消除 switch 语句对 C# 代码的影响很小。

It should be much faster to use Newton's methodto calculate the Integer Square Root, then square this number and check, as you do in your current solution. Newton's method is the basis for the Carmack solution mentioned in some other answers. You should be able to get a faster answer since you're only interested in the integer part of the root, allowing you to stop the approximation algorithm sooner.

使用牛顿方法计算Integer Square Root，然后对这个数字进行平方并检查应该会快得多，就像您在当前解决方案中所做的那样。Newton 的方法是其他一些答案中提到的 Carmack 解决方案的基础。您应该能够获得更快的答案，因为您只对根的整数部分感兴趣，从而可以更快地停止近似算法。

Another optimization that you can try: If the Digital Rootof a number doesn't end in 1, 4, 7, or 9 the number is nota perfect square. This can be used as a quick way to eliminate 60% of your inputs before applying the slower square root algorithm.

您可以尝试的另一种优化：如果数字的数字根不是以 1、4、7或 9 结尾，则该数字不是完全平方数。这可以用作在应用较慢的平方根算法之前消除 60% 输入的快速方法。

If speed is a concern, why not partition off the most commonly used set of inputs and their values to a lookup table and then do whatever optimized magic algorithm you have come up with for the exceptional cases?

如果速度是一个问题，为什么不将最常用的一组输入及其值划分到查找表中，然后针对特殊情况执行您想出的任何优化魔术算法？

I want this function to work with all positive 64-bit signed integers

我希望这个函数可以处理所有的 64 位有符号整数

Math.sqrt()works with doubles as input parameters, so you won't get accurate results for integers bigger than 2^53.

Math.sqrt()使用 doubles 作为输入参数，因此对于大于2^53 的整数，您将无法获得准确的结果。

It's been pointed out that the last ddigits of a perfect square can only take on certain values. The last ddigits (in base b) of a number nis the same as the remainder when nis divided by bd, ie. in C notation n % pow(b, d).

有人指出，d完美正方形的最后一位数字只能取某些值。d数字的最后一位数字（以基数表示b）与被除以n的余数相同，即。在 C 符号中。nbdn % pow(b, d)

This can be generalized to any modulus m, ie. n % mcan be used to rule out some percentage of numbers from being perfect squares. The modulus you are currently using is 64, which allows 12, ie. 19% of remainders, as possible squares. With a little coding I found the modulus 110880, which allows only 2016, ie. 1.8% of remainders as possible squares. So depending on the cost of a modulus operation (ie. division) and a table lookup versus a square root on your machine, using this modulus might be faster.

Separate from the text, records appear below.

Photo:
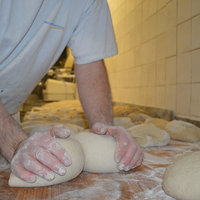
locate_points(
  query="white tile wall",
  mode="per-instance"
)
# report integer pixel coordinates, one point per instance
(184, 10)
(171, 70)
(183, 98)
(196, 66)
(196, 32)
(184, 68)
(184, 37)
(159, 54)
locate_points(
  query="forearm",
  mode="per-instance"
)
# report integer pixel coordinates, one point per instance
(94, 92)
(10, 134)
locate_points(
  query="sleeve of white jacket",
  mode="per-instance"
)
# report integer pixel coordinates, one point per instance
(93, 39)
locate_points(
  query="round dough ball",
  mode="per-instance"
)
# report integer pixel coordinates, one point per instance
(160, 123)
(99, 152)
(182, 178)
(75, 151)
(123, 121)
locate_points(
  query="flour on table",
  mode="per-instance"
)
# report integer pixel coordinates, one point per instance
(182, 178)
(148, 135)
(183, 131)
(76, 154)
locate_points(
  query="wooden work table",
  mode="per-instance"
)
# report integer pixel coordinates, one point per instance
(143, 183)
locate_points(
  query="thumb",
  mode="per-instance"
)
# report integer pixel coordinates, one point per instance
(60, 131)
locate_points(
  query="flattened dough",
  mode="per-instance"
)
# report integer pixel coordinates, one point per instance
(183, 131)
(160, 123)
(123, 121)
(99, 152)
(148, 135)
(75, 151)
(182, 178)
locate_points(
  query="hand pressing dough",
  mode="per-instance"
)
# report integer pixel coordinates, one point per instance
(148, 135)
(183, 131)
(182, 178)
(99, 151)
(160, 123)
(123, 121)
(75, 151)
(138, 117)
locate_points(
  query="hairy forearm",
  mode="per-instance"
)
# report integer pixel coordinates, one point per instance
(10, 134)
(94, 92)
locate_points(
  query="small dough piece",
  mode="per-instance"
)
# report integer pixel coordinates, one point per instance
(32, 127)
(75, 151)
(138, 117)
(148, 135)
(183, 131)
(123, 121)
(99, 152)
(160, 123)
(182, 178)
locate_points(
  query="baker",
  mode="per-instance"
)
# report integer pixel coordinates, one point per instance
(33, 34)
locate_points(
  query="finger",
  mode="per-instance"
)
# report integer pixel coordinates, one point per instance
(60, 131)
(19, 171)
(99, 128)
(128, 156)
(50, 161)
(56, 149)
(136, 160)
(139, 162)
(122, 142)
(37, 168)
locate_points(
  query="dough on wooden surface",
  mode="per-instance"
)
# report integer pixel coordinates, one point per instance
(183, 131)
(148, 135)
(35, 126)
(99, 151)
(182, 178)
(160, 123)
(123, 121)
(75, 151)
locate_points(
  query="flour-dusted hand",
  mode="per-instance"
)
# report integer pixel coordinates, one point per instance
(41, 155)
(128, 153)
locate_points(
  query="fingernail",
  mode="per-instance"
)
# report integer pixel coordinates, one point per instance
(31, 179)
(127, 168)
(61, 171)
(67, 159)
(121, 166)
(125, 143)
(49, 176)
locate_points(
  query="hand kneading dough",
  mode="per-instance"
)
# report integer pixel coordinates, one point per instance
(76, 154)
(148, 135)
(183, 131)
(182, 178)
(99, 152)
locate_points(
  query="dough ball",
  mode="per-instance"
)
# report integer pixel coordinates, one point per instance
(183, 131)
(160, 123)
(182, 178)
(31, 127)
(75, 151)
(148, 135)
(123, 121)
(99, 152)
(138, 117)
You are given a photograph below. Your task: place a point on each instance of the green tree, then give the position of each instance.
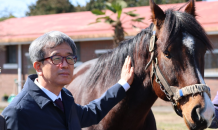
(116, 7)
(43, 7)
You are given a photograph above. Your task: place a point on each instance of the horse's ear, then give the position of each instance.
(158, 15)
(191, 8)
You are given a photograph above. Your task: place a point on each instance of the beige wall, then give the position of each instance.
(214, 40)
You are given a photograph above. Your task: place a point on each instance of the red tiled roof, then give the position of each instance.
(76, 24)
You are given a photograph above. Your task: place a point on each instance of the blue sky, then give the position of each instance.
(19, 7)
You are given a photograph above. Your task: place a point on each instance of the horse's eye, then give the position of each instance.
(167, 54)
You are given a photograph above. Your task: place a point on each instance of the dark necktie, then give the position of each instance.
(59, 103)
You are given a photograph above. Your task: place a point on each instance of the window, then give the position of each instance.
(11, 56)
(211, 64)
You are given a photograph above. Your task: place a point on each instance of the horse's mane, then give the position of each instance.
(177, 22)
(109, 65)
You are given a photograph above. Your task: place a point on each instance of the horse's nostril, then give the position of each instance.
(195, 114)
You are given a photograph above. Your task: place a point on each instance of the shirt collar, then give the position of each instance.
(47, 92)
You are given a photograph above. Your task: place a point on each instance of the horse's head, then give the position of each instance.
(178, 64)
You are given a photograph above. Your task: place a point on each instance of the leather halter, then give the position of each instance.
(172, 93)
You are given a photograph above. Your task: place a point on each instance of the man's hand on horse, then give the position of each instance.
(127, 72)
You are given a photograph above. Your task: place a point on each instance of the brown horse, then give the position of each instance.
(168, 60)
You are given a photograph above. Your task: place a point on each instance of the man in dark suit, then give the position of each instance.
(44, 103)
(214, 123)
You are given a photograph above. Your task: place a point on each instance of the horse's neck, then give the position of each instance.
(135, 105)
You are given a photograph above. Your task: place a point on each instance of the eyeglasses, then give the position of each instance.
(59, 59)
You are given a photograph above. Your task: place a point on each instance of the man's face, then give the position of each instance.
(61, 74)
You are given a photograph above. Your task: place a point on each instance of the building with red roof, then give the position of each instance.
(16, 34)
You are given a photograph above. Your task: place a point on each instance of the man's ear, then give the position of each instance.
(158, 15)
(38, 67)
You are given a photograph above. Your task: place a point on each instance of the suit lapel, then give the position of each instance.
(68, 103)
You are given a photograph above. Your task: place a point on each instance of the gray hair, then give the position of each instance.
(50, 40)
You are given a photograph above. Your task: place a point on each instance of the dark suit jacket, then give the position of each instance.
(2, 123)
(32, 109)
(214, 123)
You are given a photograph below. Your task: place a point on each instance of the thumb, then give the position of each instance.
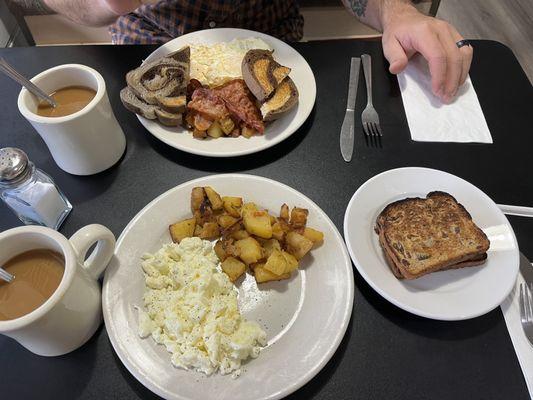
(395, 54)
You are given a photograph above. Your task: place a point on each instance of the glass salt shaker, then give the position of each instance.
(29, 192)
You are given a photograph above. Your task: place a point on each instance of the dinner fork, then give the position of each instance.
(526, 310)
(370, 116)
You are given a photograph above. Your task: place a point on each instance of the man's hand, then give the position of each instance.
(406, 32)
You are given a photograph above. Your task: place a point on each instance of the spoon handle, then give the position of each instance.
(6, 276)
(13, 74)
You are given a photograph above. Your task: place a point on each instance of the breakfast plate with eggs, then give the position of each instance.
(222, 92)
(189, 326)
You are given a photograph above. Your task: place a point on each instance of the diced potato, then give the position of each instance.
(227, 125)
(291, 262)
(276, 263)
(257, 223)
(313, 235)
(197, 230)
(299, 217)
(233, 268)
(220, 251)
(249, 250)
(214, 198)
(298, 245)
(197, 198)
(204, 214)
(284, 212)
(197, 134)
(247, 132)
(210, 231)
(247, 207)
(261, 275)
(232, 205)
(269, 246)
(225, 220)
(240, 234)
(182, 229)
(215, 131)
(280, 229)
(258, 264)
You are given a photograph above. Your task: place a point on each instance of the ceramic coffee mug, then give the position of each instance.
(72, 314)
(85, 142)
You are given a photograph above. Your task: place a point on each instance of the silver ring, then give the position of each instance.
(462, 43)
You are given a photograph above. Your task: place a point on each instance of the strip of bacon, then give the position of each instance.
(238, 101)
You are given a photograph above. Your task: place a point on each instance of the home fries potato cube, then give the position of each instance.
(233, 268)
(214, 198)
(182, 229)
(257, 223)
(232, 205)
(249, 250)
(263, 275)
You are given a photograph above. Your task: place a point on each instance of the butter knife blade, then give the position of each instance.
(348, 125)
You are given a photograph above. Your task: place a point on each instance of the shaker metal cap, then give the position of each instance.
(13, 162)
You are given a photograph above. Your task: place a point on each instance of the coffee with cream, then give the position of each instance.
(38, 274)
(69, 100)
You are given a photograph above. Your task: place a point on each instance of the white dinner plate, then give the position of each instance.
(275, 132)
(447, 295)
(304, 317)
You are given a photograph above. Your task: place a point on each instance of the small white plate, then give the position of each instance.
(302, 75)
(304, 317)
(447, 295)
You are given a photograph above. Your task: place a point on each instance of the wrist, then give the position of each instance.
(120, 7)
(392, 10)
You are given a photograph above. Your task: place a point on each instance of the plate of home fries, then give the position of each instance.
(228, 286)
(221, 92)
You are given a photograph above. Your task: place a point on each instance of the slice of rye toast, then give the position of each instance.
(426, 235)
(262, 73)
(284, 99)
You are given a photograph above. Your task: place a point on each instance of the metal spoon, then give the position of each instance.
(6, 276)
(13, 74)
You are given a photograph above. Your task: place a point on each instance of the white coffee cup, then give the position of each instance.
(85, 142)
(72, 314)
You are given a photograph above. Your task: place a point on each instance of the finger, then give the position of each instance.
(454, 61)
(395, 54)
(467, 53)
(428, 44)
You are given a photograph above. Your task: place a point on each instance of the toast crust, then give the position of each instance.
(420, 236)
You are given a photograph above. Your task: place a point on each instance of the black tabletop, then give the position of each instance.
(386, 353)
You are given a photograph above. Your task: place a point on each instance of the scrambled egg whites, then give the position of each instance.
(215, 64)
(191, 309)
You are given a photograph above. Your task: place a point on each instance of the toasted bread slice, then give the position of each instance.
(262, 73)
(283, 100)
(421, 236)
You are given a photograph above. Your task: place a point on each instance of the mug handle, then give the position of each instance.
(83, 239)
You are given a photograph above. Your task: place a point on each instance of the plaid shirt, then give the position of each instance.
(158, 23)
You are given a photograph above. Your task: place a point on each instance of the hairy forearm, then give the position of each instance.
(376, 13)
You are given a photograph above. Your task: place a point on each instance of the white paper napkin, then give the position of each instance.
(430, 120)
(523, 349)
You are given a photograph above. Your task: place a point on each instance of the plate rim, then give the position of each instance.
(383, 293)
(280, 138)
(305, 378)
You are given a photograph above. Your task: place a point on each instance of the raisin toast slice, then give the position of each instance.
(420, 236)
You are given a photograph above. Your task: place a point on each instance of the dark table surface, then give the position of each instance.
(386, 353)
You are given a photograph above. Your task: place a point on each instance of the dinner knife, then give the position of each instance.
(348, 125)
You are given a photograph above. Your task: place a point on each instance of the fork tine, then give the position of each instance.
(527, 304)
(375, 128)
(379, 130)
(522, 304)
(365, 128)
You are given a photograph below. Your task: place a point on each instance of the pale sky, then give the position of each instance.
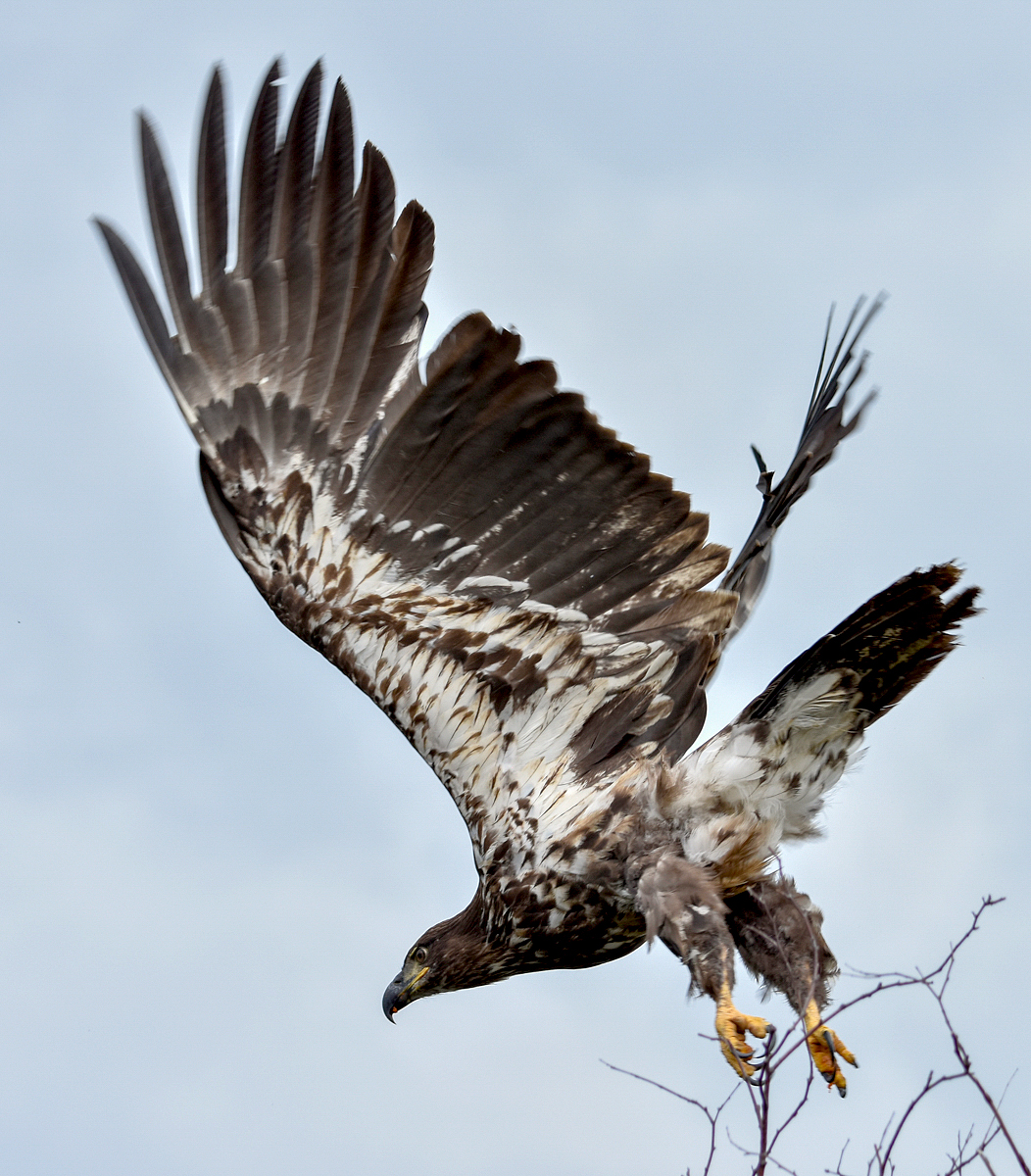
(214, 852)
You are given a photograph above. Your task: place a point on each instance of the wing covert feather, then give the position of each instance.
(510, 581)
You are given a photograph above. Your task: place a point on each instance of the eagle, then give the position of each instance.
(534, 607)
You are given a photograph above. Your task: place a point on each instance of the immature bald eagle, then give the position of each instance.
(513, 585)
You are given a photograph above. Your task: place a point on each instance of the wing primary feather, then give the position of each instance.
(333, 228)
(212, 189)
(182, 374)
(372, 265)
(258, 176)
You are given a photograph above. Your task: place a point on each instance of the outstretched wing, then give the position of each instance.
(793, 742)
(508, 581)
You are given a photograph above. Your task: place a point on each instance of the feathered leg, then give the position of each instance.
(681, 905)
(777, 932)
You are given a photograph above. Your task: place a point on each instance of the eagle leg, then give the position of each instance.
(777, 932)
(731, 1027)
(682, 906)
(823, 1045)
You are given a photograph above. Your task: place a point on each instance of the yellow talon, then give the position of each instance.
(823, 1045)
(731, 1026)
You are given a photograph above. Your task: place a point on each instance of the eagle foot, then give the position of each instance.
(731, 1027)
(823, 1047)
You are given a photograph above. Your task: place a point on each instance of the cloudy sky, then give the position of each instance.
(214, 852)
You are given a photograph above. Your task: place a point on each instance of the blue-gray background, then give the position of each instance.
(214, 852)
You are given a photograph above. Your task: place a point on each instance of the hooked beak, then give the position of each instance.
(401, 993)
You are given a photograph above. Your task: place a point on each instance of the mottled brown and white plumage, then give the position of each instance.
(520, 594)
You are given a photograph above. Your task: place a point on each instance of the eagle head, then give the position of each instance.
(453, 956)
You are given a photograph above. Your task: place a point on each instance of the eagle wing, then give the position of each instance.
(793, 742)
(505, 577)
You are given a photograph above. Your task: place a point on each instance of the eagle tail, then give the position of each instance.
(824, 428)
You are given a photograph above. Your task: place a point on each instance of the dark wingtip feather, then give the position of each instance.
(212, 186)
(889, 645)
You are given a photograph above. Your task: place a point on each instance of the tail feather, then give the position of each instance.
(824, 428)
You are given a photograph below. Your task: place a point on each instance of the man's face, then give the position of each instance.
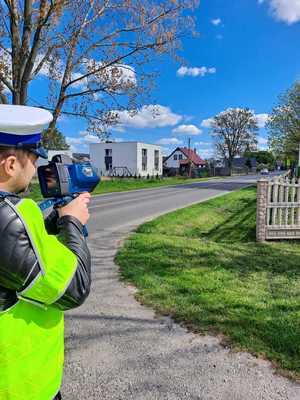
(25, 170)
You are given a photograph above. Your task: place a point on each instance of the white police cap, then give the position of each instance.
(22, 126)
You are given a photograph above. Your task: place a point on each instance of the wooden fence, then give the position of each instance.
(278, 209)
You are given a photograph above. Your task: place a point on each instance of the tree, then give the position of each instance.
(234, 131)
(262, 157)
(94, 53)
(284, 124)
(53, 139)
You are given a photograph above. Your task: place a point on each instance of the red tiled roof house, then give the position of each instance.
(180, 159)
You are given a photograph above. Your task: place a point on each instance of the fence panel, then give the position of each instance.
(278, 209)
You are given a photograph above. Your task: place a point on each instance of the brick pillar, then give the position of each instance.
(261, 209)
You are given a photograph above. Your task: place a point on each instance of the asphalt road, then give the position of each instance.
(119, 210)
(119, 349)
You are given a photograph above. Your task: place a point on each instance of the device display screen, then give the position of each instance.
(50, 181)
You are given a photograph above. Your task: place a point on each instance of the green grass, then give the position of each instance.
(202, 266)
(121, 185)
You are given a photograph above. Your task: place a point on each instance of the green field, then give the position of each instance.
(202, 266)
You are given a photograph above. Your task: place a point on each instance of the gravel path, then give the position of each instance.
(119, 349)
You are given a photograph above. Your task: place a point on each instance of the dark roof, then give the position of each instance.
(81, 156)
(192, 155)
(240, 162)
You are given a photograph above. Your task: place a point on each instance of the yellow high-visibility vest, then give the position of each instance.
(32, 330)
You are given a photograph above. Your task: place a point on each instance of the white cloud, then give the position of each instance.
(151, 116)
(262, 119)
(187, 130)
(262, 143)
(205, 154)
(166, 141)
(203, 144)
(216, 21)
(284, 10)
(195, 71)
(73, 140)
(206, 123)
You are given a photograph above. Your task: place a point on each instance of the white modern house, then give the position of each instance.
(126, 159)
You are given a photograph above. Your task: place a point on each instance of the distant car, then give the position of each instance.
(264, 171)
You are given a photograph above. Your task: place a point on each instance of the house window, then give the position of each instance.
(144, 159)
(156, 160)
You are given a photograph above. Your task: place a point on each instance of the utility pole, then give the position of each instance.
(190, 166)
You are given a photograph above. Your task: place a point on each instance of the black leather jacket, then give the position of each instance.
(19, 265)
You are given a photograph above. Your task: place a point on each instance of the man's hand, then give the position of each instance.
(77, 208)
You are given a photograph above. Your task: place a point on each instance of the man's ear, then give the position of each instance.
(9, 165)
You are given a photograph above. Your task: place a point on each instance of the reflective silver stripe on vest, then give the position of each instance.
(28, 233)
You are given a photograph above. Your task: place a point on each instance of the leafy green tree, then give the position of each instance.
(53, 139)
(261, 157)
(234, 131)
(284, 124)
(248, 163)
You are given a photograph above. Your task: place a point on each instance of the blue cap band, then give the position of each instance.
(14, 140)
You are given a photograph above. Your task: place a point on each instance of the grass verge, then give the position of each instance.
(121, 185)
(202, 266)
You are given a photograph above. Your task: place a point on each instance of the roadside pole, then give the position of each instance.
(298, 169)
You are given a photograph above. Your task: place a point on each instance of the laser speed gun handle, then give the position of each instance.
(62, 180)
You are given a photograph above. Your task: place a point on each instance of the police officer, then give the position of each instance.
(44, 265)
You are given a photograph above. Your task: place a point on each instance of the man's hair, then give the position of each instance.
(6, 151)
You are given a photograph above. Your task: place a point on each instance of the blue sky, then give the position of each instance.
(246, 54)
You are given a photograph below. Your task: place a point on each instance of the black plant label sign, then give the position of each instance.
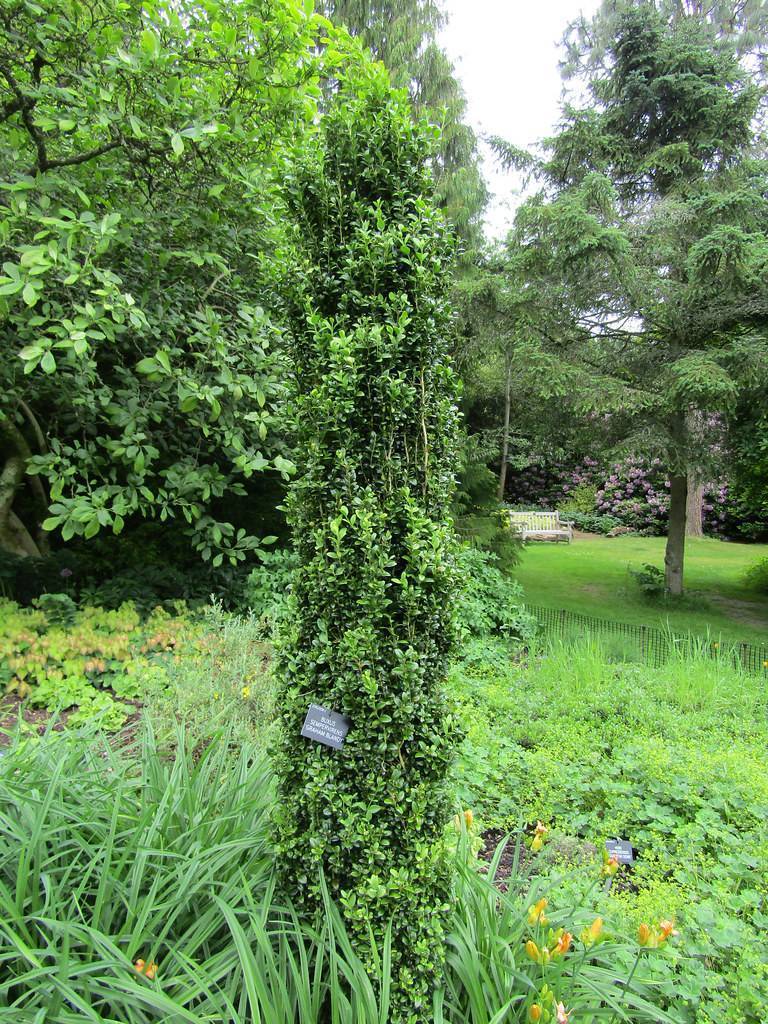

这可以推广到任何模数m，即。n % m可用于从完全平方数中排除某些百分比的数字。您当前使用的模数是 64，它允许 12，即。19% 的余数，作为可能的平方。通过一些编码，我发现了模数 110880，它只允许 2016，即。1.8% 的余数作为可能的平方。因此，根据模数运算（即除法）和计算机上的表查找与平方根的成本，使用此模数可能会更快。

By the way if Java has a way to store a packed array of bits for the lookup table, don't use it. 110880 32-bit words is not much RAM these days and fetching a machine word is going to be faster than fetching a single bit.

顺便说一句，如果 Java 有办法为查找表存储一组压缩的位数组，请不要使用它。如今，110880 个 32 位字的 RAM 并不多，获取机器字将比获取单个位更快。